Amid all of the lockout nonsense, yesterday actually brought some fairly good news for Maverick fans: according to ESPN.com’s Chris Broussard, Tyson Chandler, who was being pursued by the Zhejiang Guangsha Lions of the Chinese Basketball Association, has opted to reject the team’s offer and remain stateside. As a free agent, Chandler was among the limited number of players who would actually be allowed – per a recent CBA ruling — to sign in China, and the fact that he turned down the offer could be seen as an initial indication that Chandler might skip out on overseas basketball altogether.
Which, given Chandler’s somewhat fragile injury history, is the greatest victory Mavs fans can claim on a day ruled by the lockout’s legal proceedings.
As much as Dirk Nowitzki’s commitments with the German National Team have put a bad taste in Mark Cuban’s mouth over the years, Nowitzki isn’t a player who merits considerable worry. He works hard, he stays in shape, and over the course of his NBA career, has missed an average of 3.3 games per season. That’s impossibly good, and it’s largely because of his rigorous preparation and conservative playing style. Both of those things remained constant in Nowitzki’s overseas travels, as they would if Dirk were to play for Real Madrid or any of Germany’s most appealing teams. A significant injury to Nowitzki would be devastating to Dallas, but his involvement in non-NBA basketball — which is very much a possibility in the months to come if the lockout isn’t resolved — is about as low-risk as such things come.
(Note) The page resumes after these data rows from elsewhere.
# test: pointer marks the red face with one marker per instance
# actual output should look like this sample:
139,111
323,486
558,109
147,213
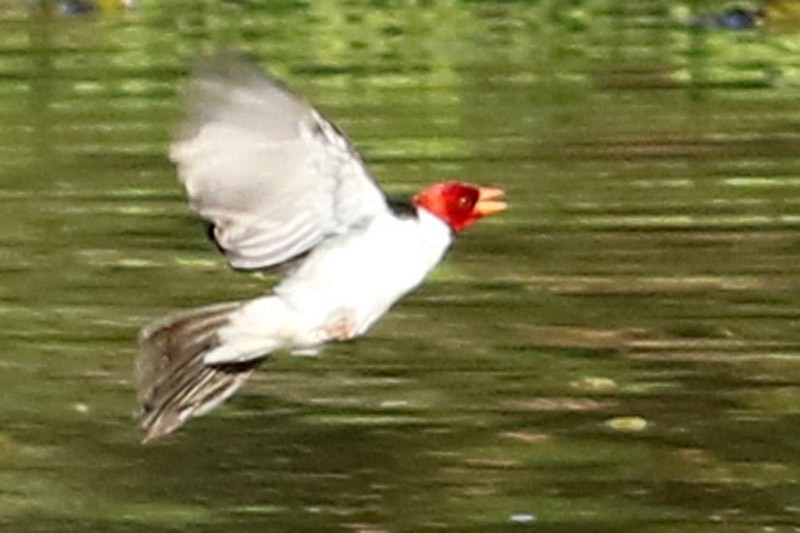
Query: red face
459,204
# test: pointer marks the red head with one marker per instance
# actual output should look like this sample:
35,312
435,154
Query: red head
459,204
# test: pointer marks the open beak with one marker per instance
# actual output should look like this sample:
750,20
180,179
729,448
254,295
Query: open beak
490,200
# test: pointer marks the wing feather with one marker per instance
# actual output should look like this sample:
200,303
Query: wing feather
273,176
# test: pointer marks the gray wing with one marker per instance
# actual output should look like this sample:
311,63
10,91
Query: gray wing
269,172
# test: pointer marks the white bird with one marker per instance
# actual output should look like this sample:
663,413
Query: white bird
278,182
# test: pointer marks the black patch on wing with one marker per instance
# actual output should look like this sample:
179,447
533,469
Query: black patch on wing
210,227
401,207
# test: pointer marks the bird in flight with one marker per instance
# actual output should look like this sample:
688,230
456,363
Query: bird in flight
278,184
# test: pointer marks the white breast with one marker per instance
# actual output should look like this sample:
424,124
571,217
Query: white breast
367,270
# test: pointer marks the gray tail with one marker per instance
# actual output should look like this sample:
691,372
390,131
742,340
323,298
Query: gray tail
173,382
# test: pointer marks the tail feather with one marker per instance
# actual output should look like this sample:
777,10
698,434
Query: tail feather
173,382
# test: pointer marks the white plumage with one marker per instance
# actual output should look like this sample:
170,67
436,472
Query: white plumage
278,182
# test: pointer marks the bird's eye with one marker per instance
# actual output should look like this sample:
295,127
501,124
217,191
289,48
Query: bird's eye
465,203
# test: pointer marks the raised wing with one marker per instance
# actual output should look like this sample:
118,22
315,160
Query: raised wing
270,173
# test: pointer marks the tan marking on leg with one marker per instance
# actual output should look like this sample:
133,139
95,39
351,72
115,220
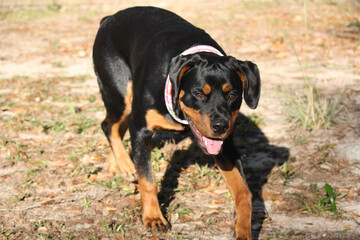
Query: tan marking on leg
152,216
242,199
156,121
120,160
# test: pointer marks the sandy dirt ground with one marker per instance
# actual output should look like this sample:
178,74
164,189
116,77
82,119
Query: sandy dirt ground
54,177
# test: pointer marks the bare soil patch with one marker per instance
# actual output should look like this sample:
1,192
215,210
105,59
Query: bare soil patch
53,170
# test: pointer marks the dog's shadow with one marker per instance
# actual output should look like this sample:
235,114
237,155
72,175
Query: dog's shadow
257,155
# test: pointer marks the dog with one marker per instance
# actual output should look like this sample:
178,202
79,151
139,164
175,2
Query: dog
158,72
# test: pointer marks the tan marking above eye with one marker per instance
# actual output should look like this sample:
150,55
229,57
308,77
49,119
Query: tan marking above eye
206,89
226,87
243,78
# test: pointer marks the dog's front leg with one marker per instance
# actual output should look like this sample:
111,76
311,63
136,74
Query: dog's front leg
238,188
141,148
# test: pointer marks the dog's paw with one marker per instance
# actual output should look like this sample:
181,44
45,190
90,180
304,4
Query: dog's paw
156,224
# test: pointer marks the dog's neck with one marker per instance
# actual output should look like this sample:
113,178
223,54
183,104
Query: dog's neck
168,85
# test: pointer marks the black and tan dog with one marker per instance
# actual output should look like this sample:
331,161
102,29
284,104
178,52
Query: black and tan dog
157,72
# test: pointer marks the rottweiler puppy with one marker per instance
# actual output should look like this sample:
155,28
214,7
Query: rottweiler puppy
158,72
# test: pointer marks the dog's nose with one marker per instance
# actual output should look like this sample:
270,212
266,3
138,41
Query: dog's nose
219,126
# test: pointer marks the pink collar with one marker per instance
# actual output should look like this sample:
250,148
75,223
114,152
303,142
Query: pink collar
168,85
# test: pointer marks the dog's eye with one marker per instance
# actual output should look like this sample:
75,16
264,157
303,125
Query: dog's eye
232,97
199,95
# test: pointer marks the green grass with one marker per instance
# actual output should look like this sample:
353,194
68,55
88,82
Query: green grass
320,201
309,108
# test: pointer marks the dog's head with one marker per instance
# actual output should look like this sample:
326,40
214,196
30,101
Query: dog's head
207,91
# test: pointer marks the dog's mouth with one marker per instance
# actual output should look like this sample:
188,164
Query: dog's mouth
209,145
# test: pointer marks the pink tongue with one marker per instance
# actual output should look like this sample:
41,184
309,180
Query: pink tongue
212,146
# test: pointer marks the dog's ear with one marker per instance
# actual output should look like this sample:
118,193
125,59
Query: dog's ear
250,77
179,65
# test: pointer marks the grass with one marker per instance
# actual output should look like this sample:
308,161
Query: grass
320,201
309,108
287,173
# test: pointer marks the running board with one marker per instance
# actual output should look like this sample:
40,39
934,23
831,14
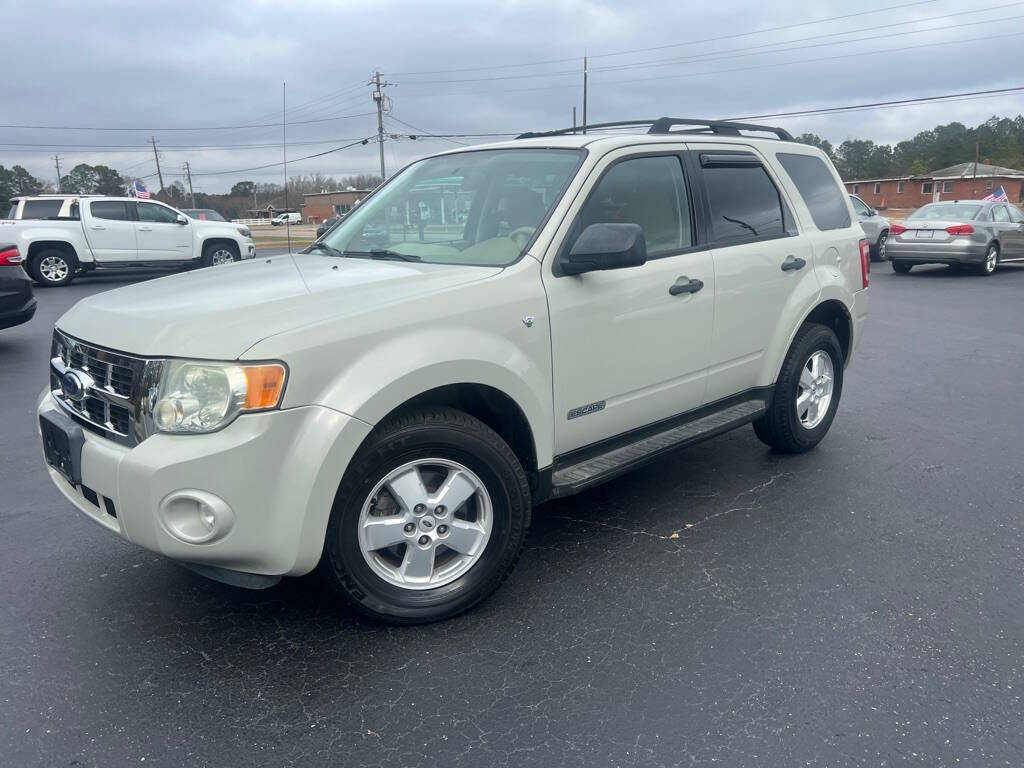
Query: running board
576,477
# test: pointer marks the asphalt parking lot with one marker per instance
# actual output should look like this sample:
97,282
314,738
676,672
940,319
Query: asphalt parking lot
858,605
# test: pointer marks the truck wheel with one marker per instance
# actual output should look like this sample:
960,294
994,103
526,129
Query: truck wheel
807,392
429,518
215,254
52,267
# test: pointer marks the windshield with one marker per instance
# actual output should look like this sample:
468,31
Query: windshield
478,208
940,211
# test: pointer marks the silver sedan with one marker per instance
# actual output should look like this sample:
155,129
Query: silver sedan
974,232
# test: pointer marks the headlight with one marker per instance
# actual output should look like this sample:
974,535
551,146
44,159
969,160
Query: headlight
196,396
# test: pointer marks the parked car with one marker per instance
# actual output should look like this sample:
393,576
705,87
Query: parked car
977,233
875,225
392,414
203,214
327,224
100,231
17,303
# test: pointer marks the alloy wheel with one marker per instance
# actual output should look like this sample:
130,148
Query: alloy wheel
815,389
425,523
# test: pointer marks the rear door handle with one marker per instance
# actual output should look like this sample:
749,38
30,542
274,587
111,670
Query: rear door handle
685,285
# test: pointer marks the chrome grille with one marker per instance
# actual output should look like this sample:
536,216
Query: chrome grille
108,407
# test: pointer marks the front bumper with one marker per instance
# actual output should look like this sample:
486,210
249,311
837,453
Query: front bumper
276,473
957,252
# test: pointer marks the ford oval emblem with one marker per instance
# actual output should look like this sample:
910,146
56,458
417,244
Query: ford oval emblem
75,385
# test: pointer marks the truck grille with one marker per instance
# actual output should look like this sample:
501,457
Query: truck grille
108,406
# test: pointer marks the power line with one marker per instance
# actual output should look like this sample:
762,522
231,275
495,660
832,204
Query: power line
198,128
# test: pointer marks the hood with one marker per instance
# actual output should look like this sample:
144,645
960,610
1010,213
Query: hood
218,312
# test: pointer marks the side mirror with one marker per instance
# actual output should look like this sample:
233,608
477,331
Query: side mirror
605,247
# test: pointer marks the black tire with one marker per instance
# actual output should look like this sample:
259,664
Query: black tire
780,426
879,249
988,265
45,264
431,432
210,250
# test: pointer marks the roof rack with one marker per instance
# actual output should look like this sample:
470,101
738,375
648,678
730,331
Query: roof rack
665,125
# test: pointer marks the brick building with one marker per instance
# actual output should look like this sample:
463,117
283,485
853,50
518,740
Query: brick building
961,181
320,206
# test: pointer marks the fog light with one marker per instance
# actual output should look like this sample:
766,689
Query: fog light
196,516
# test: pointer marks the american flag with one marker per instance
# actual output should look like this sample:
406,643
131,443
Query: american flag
999,196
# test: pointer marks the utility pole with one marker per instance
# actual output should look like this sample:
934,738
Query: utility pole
157,158
585,94
192,197
379,98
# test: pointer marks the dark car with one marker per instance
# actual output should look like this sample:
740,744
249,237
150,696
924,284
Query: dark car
327,224
17,303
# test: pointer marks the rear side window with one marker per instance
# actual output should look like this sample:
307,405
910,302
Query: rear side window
744,203
41,209
814,181
649,192
110,209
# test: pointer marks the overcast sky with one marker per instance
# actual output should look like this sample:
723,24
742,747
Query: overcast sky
457,67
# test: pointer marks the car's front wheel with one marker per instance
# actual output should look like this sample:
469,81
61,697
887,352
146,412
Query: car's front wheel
806,393
429,518
52,267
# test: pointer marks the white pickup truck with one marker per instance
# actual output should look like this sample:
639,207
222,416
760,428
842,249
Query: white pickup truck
84,232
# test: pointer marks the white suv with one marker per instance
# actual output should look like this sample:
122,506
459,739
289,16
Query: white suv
495,327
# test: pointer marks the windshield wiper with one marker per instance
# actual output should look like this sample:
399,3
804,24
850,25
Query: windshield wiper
326,249
383,253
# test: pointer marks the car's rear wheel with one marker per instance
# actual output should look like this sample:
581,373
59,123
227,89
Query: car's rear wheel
879,252
53,267
807,392
429,518
215,254
987,266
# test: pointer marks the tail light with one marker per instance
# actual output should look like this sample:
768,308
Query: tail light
865,261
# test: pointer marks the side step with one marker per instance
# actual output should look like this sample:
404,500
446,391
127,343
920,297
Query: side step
576,477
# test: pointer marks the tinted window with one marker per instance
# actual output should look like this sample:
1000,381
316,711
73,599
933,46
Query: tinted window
110,209
41,209
744,204
648,192
156,213
822,195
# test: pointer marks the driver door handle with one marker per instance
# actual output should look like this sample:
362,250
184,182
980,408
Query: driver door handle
685,285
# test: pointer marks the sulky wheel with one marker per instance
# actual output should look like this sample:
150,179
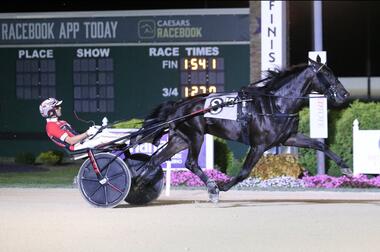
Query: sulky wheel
114,184
151,191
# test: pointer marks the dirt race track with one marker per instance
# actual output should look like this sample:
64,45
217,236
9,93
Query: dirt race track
60,220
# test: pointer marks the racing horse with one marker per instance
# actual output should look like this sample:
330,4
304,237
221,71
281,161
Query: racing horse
271,120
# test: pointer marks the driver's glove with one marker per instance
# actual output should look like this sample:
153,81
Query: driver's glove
92,130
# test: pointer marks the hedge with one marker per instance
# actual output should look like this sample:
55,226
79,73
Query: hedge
340,133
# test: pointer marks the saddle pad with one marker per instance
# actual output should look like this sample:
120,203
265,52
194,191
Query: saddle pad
228,112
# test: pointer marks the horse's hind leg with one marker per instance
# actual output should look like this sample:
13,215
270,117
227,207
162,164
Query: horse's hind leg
300,140
192,164
252,158
175,145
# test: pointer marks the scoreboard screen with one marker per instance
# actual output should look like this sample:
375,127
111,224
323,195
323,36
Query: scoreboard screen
200,75
115,64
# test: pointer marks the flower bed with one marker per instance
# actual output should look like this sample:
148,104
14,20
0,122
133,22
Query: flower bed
187,178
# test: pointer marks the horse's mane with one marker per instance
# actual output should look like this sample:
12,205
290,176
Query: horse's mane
277,78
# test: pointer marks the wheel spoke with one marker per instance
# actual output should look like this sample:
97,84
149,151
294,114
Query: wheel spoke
114,187
97,189
90,179
116,175
106,195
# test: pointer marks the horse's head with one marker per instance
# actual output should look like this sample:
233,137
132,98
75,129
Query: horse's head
325,82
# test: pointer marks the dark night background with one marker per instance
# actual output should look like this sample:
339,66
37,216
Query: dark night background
351,28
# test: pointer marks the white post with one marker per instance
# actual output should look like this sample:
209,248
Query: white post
355,131
168,177
104,121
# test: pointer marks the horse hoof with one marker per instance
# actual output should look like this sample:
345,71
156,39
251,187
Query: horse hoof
347,172
214,198
213,191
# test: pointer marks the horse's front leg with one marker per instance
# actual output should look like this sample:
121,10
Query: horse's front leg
193,166
252,158
302,141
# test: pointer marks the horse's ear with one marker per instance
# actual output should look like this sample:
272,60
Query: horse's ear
313,61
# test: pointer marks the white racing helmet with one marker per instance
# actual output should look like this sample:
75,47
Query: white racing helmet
47,107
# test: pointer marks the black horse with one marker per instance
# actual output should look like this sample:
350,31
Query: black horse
271,120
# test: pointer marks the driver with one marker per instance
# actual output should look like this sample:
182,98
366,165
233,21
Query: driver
61,133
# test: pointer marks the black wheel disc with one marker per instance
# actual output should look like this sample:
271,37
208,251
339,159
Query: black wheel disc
115,186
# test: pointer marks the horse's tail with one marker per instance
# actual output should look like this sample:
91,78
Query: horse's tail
154,124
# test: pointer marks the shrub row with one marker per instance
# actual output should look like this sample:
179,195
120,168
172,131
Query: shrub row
50,157
340,133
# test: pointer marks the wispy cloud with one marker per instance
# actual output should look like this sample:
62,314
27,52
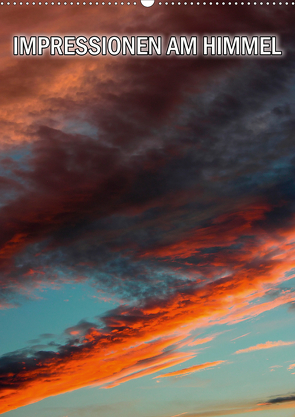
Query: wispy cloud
266,345
191,369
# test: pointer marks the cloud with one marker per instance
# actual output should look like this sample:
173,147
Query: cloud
165,182
266,345
190,370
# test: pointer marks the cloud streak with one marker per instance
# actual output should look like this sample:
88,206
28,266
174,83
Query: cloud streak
266,345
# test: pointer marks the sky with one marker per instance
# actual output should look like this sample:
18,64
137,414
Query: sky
147,215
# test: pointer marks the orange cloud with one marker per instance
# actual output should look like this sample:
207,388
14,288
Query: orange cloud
267,345
190,370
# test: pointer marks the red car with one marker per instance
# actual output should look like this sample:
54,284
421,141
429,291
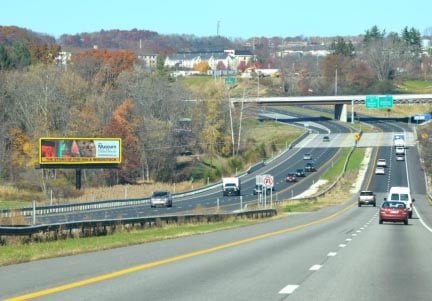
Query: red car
291,177
393,212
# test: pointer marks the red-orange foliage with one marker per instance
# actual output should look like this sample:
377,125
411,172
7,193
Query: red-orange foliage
122,126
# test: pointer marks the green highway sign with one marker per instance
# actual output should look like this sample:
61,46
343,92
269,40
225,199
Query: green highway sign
379,102
229,80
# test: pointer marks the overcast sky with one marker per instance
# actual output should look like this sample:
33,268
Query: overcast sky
232,19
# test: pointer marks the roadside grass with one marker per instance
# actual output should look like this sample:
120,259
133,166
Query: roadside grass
18,250
340,193
417,86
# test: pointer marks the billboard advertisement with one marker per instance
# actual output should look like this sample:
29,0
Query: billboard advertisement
79,151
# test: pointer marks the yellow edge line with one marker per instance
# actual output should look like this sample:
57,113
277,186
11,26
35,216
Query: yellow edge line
171,259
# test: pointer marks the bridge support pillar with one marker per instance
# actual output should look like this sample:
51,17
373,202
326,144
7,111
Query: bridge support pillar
341,112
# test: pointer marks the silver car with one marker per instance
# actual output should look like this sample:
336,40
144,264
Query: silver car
161,198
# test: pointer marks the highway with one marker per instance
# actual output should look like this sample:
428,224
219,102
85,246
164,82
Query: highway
338,253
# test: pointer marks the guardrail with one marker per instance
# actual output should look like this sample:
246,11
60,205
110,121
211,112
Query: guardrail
67,208
100,226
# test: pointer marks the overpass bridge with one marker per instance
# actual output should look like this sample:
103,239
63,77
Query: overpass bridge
340,102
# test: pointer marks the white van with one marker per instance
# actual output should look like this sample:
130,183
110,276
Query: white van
402,194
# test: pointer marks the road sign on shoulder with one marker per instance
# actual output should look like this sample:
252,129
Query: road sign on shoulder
268,181
356,136
379,102
229,80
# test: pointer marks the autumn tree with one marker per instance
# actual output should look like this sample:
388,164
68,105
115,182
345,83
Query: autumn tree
122,125
340,46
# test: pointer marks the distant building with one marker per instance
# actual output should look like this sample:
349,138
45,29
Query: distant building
149,60
63,58
217,60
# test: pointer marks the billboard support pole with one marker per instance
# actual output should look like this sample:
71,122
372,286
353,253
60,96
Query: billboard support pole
78,178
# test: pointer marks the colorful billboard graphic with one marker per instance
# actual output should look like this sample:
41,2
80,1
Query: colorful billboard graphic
79,151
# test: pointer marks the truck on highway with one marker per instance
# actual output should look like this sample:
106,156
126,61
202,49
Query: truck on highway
399,140
263,182
366,197
231,186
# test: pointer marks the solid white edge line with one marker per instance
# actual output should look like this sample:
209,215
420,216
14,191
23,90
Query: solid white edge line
289,289
421,221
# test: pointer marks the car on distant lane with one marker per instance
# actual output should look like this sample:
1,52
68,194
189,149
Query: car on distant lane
161,198
300,172
382,163
310,166
307,156
366,197
379,170
291,177
392,211
400,157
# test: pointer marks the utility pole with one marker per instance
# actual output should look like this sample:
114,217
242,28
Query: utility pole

Tyson Chandler is a different story. Chandler’s first season in Dallas came and went without incident, but that in itself was atypical; Chandler has played in 75 games in a given season only four times during his 10-year career, with his most recent seasons (prior to arriving in Dallas) being especially limited. Chandler played a total of 96 games in two seasons for Charlotte and New Orleans, and when he did make it onto the court he was hampered by the lingering aftereffects of a handful of lower body ailments. Lest we forget, Chandler was the rare player to actually fail a post-trade physical examination, as a 2009 deal that would’ve landed Chandler in OKC was rescinded due to injury concerns.
Nowitzki, iron man that he is, can make a decision to play overseas with relative freedom. He can explore his options and decide on the terms of those proposed deals alone. Chandler, however, has another dimension to his decision that would be imprudent to ignore. That unfortunate potential for injury — which would appear to be higher for Chandler than the average player — could significantly impact the course of his NBA career.
Chandler’s stock has skyrocketed in light of his role in Dallas’ title efforts, and he’s set to receive a fairly massive contract offer from any number of teams interested in his services. Playing in China would not only have delayed Chandler’s immediate earning ability should the lockout be lifted (the CBA doesn’t technically allow for NBA out clauses, meaning every player signed would have to remain with their CBA team until the conclusion of their season), but it also would introduce uncertainty to what otherwise should be a certain payday. NBA GMs will line up to pay Chandler as the player he is now, and not the oft-hobbled one he was yesterday. That could very well change if he were to suffer one more notable injury, be it on U.S. soil or not. Sitting out — and sidestepping such risk — is the logical move for a player in Chandler’s position.
Thus far, we’ve seen Mavs make the right decisions on their overseas futures based on basketball considerations. Rudy Fernandez, who could very well bounce from the NBA after the conclusion of the 2011-2012 season, has invested some time with Real Madrid, a team which very clearly fits his stylistic needs. Dirk Nowitzki, who should have no fear of injury, will seriously consider offers from foreign teams as a means to stay in shape and keep doing what he loves. And Chandler, for the moment, has withstood the siren’s call of a quick paycheck and a playing opportunity for the sake of his own best interests, both in his bank account and on the court. Not all of those developments are best for the Dallas Mavericks or the fans that follow them, but these are not choices for the team — nor its fans — to make.
Every player has the power of their own agency; the lockout has made that more true than ever. All any fan could ask is that players operate in a sensible fashion, and then appreciate the good fortune when those decisions coincide with what’s best for the team at large.